In the protocol sketched above there are the two range proofs \(\left\Vert {\varvec{d}}\right\Vert _\infty \le 2^{10}\) and \(\left\Vert {\varvec{x}}\right\Vert _\infty < q/4\). For the first range proof it is actually enough to prove that \(q\left\Vert {\varvec{d}}\right\Vert _\infty < q'/4\). We use a 64-bit prime \(q'\) for the LNS framework protocol. Then, there is enough head-room between the actual range \(2^{10}\) of \(\varvec{d}\) and \(q'/(4q) > 2^{50} \) so that we can use the approximate shortness proof. On the other hand, for proving the range of \(\varvec{x}\) it is important to not have any slack in the proof. So here we decompose \(\varvec{x}\) in base 5. We choose base 5, since for proving the coefficients of \(\vec {\varvec{s}}\) to lie in the interval \([-2,2]\) we already have degree-5 product relations and hence can prove the base-5 decomposition without any additional garbage commitments. The interval of the coefficients of \(\varvec{x}\) has length \(q/2 = 1664\) and hence we need 5 base-5 digits for each coefficient. Now, since 1664 is not a power of 5 we write each coefficient of \(\varvec{x}\) in the form

$$\begin{aligned} a_0 + a_15 + a_25^2 + a_35^3 + a_4260 \end{aligned}$$

with \(a_4 \in {0,\dots ,4}\). This decomposition is not unique but precisely maps to the integers in the interval [0, 1664].

4.2 Proof Size

We compute the size of the verifiable decryption scheme for Kyber512 from above.

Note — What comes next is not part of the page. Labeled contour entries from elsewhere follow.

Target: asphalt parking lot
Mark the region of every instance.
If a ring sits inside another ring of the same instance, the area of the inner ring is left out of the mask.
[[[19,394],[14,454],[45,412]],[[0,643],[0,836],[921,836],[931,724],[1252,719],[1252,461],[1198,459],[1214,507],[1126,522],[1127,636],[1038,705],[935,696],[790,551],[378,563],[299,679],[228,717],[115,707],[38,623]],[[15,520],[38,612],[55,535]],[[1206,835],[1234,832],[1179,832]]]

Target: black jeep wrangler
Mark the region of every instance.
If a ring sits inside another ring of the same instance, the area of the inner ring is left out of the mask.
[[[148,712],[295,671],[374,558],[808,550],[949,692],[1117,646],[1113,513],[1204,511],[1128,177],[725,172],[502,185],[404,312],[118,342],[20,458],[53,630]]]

As commitment messages we have the vector \(\varvec{s}\) of \(\mathbb {Z}\)-dimension 512, the polynomial \(\varvec{m}\) of dimension 256, the masking polynomial for the approximate range proof for \(\varvec{d}\), and the expansion of \(\varvec{x}\) in base-5, which has \(\mathbb {Z}\)-dimension \(5\cdot 256 = 1280\). This amounts to a total message dimension of \(n = 2176\). We then computed that the full LNS protocol with 64-bit modulus, \(\mathsf {MLWE}\) rank 20 and \(\mathsf {MSIS}\) rank 5 has a proof size of 43.6KB.